St. John Paul II poses with Nelson Mandela and his wife, Winnie Madikizela-Mandela, in 1990 at the Vatican. CNS photo/Luciano Mellace, Reuters

The Register Archive: A free Mandela brings message to Canadians

  • June 14, 2018

Just four months after being released from a South African prison in 1990, Nelson Mandela, the country’s future president, was in the midst of an international tour, visiting countries that had supported the long fight for his release and against South Africa’s apartheid policies. Canada was one of those stops, as reported by Tonia Desiato in The Register of June 30, 1990.

Nelson Mandela’s release after 27 years in prison, his international popularity and his global tour do not mean that South Africa’s struggle for independence is over, said Jack Panozzo, the national spokesman for the Canadian Catholic Organization for Development and Peace

“One of his most important messages is that economic sanctions against South Africa can’t be dismantled,” he told The Catholic Register

“D&P has been saying this for years and now people will finally get to hear Mr. Mandela say it.” 

The 71-year-old Mandela made a three-day visit to Canada June 17-19. More than 30,000 people gathered on the front lawn of the Ontario Legislature to hear Mandela’s 30-minute speech in which he thanked anti-apartheid solidarity groups, churches, the peace movement and several other organizations for being a “constant source of support and inspiration for us.” 

“For the hundreds of thousands of people around the world who’ve set up meetings, community organizations, rallies and petitions, this is a hopeful moment of things to come,” said Panozzo.

In a June 15 statement, the Canadian Council of Churches called Mandela “a champion and leader in the worldwide struggle for freedom, peace and social, political and economic justice.”

Before arriving in Canada, Mandela met with Pope John Paul II in Vatican City on June 15. The Pope said he hoped Mandela’s release marks a new chapter for South Africa. “Thanks be to God that we can meet,” Pope John Paul said, welcoming Mandela. 

The Pope avoided public remarks on the issue of sanctions.
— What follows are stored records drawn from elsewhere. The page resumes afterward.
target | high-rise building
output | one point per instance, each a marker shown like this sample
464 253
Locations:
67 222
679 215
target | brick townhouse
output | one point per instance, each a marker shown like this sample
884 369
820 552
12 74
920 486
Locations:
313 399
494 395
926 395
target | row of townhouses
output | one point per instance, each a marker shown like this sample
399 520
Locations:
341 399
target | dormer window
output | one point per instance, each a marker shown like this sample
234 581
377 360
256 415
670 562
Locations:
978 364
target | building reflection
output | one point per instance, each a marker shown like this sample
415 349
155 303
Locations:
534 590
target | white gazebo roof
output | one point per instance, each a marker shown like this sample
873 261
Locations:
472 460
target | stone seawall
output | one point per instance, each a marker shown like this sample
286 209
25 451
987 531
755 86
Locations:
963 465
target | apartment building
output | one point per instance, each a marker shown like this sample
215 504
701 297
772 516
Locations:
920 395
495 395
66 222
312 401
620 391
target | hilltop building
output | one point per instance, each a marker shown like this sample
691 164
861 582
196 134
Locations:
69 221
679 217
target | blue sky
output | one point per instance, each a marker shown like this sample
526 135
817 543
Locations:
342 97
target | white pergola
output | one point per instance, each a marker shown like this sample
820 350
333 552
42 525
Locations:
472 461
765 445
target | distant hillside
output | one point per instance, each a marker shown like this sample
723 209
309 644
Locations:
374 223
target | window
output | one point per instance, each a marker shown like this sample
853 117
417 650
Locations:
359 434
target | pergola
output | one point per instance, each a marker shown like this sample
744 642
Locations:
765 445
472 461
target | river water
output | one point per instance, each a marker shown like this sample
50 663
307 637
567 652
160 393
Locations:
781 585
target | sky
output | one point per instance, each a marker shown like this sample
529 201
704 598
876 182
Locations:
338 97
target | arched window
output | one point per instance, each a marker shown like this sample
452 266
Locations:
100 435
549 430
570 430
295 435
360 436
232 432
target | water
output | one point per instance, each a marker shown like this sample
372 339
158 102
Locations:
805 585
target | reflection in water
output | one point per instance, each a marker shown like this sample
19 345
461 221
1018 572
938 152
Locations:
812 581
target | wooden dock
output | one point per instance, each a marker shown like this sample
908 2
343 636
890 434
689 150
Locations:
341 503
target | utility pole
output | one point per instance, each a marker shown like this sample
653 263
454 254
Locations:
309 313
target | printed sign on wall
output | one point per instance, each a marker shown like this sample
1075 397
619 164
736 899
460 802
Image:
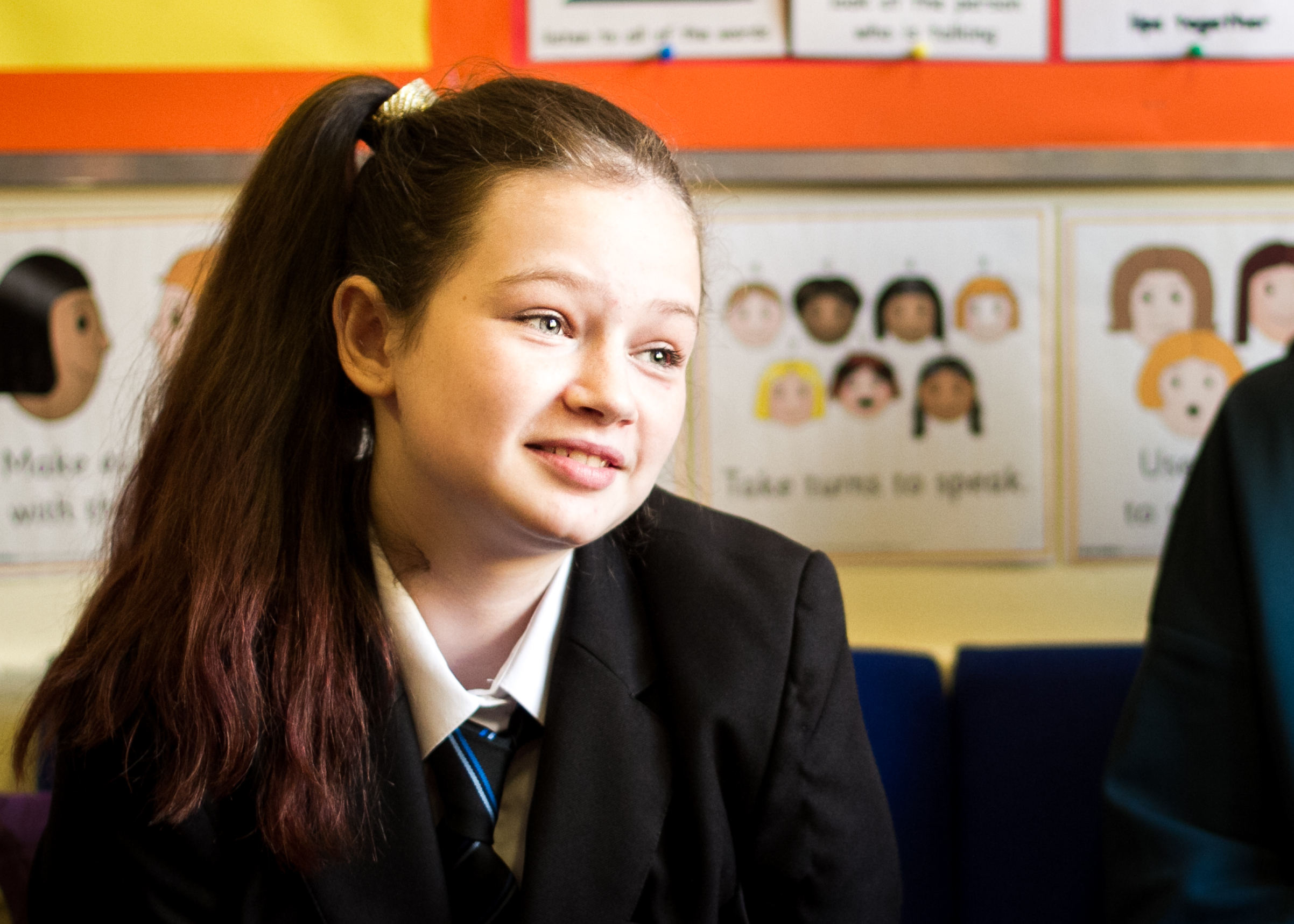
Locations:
1164 314
1173 29
90 311
875 381
985 30
610 30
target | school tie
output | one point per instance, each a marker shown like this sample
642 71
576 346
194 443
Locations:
469 768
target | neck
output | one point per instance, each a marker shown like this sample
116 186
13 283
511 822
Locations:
476 601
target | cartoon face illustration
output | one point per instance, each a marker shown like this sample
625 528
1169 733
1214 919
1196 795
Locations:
180 292
865 385
946 391
1267 294
53 341
987 308
1186 378
754 314
1160 292
910 309
828 308
791 394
In his Ottawa address to Canada’s Parliament, Mandela urged Canada and leaders of the European Community not to relax sanctions against South Africa. “Any move at this stage toward lifting or relaxing international pressure would create a situation in which white South Africans would feel comfortable with the minimal changes which have taken place,” he said.

The leaders of the European Economic Community were scheduled to meet in late June to determine whether sanctions should be ceased because of reforms introduced by South African president F.W de Klerk.